Casaday said that Ford needed to 'take responsibility' and recall the vehicles. After Sergeant Lahood's incident, 400 detectors were purchased by the City of Austin for all Ford Explorers.

In some cases, the detectors continue to go off after their installation, leading to wide-spread fear that a larger issue is to blame. Austin Assistant Police Chief Troy Gay said "We would not be doing our due diligence if we did not plan for the contingency of pulling all the utility vehicles out of the fleet", although he would like that to be a last option

Currently, there are 439 Ford Explorers being used by Austin city employees, and 397 of those are police vehicles. The Explorers make up 61% of total vehicles in the police department.

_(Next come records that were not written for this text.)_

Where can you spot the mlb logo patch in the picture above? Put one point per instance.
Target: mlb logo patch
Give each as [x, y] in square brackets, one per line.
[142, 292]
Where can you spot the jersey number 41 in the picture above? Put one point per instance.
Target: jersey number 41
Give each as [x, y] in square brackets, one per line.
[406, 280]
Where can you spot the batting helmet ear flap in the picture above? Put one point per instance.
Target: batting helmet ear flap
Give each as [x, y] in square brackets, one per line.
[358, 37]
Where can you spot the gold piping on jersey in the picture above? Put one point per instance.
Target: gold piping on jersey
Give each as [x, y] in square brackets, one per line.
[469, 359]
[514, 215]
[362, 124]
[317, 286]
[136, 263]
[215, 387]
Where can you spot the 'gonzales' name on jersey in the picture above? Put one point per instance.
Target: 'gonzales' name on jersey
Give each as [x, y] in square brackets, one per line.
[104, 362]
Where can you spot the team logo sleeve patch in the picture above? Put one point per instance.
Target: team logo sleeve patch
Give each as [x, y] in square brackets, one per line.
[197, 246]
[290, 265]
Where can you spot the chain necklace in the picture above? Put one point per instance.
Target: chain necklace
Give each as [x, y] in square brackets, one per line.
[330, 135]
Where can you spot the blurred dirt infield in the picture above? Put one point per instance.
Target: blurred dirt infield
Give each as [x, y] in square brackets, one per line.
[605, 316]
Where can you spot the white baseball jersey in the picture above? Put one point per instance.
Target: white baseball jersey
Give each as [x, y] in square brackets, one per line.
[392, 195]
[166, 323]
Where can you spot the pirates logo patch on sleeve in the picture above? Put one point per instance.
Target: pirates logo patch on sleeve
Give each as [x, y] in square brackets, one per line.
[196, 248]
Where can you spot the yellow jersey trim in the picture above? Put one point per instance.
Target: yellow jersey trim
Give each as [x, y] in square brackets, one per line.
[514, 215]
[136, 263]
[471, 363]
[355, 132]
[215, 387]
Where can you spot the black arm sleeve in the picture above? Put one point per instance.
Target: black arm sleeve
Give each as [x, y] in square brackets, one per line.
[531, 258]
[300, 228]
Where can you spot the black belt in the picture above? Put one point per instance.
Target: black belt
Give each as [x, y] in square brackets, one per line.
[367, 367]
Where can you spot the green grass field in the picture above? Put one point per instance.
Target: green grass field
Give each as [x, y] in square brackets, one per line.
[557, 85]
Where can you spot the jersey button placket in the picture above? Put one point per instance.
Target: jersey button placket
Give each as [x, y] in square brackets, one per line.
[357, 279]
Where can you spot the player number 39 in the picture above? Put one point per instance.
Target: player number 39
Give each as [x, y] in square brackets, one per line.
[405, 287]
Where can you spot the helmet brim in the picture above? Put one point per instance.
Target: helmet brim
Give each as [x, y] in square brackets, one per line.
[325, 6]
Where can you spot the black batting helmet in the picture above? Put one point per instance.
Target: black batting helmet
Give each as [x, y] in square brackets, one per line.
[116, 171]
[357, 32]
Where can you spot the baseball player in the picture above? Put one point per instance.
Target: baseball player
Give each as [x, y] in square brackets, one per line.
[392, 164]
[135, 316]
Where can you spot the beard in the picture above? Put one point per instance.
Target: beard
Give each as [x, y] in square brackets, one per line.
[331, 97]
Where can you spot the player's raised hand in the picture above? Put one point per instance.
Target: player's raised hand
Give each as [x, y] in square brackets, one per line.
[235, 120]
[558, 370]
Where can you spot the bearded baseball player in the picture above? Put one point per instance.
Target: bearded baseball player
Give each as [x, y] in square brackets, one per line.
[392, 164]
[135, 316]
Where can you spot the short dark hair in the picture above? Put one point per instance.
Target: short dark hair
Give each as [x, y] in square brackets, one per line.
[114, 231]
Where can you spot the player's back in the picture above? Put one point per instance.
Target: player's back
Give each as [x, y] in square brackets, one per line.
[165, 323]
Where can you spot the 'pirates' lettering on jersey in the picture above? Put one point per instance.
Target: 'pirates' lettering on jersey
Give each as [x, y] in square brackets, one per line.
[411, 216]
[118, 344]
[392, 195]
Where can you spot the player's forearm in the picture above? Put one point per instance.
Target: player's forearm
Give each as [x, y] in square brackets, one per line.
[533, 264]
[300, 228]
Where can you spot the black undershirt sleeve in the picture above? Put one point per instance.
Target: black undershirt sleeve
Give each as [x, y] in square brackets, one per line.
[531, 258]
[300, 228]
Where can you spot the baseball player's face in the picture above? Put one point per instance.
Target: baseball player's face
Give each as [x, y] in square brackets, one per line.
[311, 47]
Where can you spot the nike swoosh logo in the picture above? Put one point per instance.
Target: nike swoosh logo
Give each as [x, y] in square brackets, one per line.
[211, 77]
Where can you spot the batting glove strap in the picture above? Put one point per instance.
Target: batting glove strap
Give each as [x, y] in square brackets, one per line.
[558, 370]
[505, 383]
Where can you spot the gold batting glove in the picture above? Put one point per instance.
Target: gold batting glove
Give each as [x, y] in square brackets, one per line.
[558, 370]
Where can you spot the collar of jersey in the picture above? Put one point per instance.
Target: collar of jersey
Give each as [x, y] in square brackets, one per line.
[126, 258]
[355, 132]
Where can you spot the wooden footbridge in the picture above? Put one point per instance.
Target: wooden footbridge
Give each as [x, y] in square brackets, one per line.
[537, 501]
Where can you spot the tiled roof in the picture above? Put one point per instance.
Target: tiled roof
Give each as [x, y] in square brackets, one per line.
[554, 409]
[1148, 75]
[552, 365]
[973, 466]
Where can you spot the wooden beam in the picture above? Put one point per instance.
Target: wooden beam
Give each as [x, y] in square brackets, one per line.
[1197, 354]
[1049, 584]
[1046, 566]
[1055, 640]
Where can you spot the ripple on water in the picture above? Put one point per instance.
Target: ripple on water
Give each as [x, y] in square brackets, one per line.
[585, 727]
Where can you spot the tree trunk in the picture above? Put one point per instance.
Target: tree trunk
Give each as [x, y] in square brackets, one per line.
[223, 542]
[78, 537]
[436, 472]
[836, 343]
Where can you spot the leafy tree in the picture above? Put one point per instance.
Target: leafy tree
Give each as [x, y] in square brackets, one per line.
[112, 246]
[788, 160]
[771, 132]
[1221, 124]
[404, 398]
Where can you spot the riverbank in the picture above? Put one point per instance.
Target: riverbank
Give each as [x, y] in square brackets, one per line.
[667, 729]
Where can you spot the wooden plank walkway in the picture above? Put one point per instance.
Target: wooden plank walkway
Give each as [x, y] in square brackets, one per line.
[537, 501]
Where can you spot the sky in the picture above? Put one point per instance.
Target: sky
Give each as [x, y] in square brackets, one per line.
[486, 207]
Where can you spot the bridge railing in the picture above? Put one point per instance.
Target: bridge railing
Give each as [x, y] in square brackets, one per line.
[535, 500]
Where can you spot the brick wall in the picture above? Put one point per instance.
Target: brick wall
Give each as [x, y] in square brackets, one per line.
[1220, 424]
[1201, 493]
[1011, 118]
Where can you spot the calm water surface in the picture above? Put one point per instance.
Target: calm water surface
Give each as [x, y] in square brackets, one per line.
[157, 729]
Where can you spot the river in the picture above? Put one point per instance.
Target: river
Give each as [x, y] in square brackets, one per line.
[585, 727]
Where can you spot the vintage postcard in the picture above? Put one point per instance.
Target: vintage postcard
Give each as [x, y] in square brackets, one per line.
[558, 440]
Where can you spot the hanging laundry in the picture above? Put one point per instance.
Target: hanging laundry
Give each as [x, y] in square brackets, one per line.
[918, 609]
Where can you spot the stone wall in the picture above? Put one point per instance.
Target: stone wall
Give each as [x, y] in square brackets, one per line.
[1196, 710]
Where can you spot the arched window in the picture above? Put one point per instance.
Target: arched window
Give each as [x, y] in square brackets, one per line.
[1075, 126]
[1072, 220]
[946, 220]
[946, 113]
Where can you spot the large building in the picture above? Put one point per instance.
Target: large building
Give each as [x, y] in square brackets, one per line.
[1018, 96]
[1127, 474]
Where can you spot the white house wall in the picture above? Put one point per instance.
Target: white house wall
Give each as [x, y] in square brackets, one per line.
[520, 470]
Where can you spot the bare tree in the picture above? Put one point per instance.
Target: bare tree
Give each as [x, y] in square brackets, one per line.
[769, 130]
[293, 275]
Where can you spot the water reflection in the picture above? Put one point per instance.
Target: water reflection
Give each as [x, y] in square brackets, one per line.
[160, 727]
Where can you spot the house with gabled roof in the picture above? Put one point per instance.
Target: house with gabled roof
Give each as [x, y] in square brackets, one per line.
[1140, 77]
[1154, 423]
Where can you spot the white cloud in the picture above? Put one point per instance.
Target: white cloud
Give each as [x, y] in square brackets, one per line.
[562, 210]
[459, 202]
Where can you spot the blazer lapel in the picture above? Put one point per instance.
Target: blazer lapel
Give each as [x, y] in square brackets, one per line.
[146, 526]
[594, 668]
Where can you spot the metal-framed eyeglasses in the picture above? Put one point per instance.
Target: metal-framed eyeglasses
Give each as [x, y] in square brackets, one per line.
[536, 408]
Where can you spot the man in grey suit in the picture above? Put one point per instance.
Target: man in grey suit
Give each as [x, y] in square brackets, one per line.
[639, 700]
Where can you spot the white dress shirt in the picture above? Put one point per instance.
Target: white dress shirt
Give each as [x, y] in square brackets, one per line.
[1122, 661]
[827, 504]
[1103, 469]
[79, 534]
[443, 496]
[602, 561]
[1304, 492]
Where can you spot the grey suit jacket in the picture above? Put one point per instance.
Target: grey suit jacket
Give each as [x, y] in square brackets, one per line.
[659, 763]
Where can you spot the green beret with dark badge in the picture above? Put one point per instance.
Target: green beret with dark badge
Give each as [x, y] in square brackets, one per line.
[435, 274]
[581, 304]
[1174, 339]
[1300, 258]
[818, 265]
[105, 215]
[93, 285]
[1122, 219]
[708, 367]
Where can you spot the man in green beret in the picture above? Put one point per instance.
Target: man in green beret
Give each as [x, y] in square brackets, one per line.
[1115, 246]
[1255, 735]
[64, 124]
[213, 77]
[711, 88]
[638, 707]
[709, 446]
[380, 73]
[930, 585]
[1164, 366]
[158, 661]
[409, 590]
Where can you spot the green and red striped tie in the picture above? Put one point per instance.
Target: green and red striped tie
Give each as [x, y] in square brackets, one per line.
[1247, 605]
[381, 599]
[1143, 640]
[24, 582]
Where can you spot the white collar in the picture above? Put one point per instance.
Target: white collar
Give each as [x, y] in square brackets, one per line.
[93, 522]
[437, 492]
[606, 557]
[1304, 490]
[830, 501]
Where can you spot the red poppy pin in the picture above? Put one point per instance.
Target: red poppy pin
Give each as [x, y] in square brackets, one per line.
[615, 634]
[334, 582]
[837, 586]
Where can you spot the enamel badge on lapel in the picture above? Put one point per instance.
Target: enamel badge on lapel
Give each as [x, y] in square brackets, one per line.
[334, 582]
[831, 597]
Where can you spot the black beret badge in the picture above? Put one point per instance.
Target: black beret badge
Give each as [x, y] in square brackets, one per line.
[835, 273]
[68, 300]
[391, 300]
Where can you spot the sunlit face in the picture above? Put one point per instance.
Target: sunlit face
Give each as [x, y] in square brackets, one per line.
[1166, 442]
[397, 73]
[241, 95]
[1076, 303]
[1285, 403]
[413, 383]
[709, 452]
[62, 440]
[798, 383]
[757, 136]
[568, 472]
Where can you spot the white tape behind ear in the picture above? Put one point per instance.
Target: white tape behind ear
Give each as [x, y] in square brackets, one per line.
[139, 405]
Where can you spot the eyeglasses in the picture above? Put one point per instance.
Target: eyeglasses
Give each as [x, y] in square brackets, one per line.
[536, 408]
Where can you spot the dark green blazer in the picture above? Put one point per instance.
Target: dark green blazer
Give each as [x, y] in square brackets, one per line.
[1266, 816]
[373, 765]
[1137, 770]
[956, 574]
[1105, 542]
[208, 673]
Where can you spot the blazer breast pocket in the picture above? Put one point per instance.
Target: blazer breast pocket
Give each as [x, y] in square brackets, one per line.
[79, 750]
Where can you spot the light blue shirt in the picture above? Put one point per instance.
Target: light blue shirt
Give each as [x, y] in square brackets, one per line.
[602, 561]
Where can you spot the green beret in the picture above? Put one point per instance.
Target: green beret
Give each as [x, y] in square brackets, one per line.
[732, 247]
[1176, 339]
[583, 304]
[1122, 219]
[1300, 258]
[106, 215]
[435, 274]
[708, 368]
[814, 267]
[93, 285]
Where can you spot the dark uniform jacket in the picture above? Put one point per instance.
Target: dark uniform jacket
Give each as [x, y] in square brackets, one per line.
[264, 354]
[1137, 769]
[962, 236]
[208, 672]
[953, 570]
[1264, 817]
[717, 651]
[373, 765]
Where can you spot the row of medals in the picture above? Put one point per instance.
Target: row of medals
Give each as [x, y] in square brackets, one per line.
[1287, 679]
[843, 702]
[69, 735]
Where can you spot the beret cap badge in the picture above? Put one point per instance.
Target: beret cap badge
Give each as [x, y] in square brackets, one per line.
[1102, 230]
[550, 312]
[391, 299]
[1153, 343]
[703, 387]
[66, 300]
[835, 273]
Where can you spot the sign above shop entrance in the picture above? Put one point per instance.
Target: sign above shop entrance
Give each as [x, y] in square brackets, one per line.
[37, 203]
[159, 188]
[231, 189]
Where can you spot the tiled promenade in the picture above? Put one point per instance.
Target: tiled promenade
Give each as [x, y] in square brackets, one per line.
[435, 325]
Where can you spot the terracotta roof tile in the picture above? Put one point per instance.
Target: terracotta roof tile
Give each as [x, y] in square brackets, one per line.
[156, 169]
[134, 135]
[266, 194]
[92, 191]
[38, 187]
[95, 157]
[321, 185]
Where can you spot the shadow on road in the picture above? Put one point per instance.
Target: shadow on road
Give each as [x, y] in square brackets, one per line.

Forty of those police Explorers are out of service due to concerns about the carbon monoxide, and four have been repaired and placed back in service.

Assistant Chief Gay said, "Some of those vehicles are assigned to support units and some of those are on the front line." He said that front-line vehicles have to be a certain type, and that the agency has enough unmarked, pursuit-ready cruisers to swap out all of the Explorers.

He also said, “What we’re looking at right now is identifying all the vehicles that we have in the fleet — both support and on the line — and figuring out without impacting our mission, how we can redistribute potentially these vehicles."

In a 2015 deposition, a Ford company representative said that there appears to be a “design issue,” and that they were working on it. The company has not notified customers and maintains that the issue poses no safety risk. The issue is believed to occur while accelerating with the air conditioning active and in circulation mode.

Future options include two officers riding together in non-utility vehicles. The priority, according to Assistant Chief Gay, are front-line officers. He said, "For the safety of our officers, if we need to pull these vehicles, we will. We are going to take proactive measures to make sure that our officers are safe. That is the number one concern."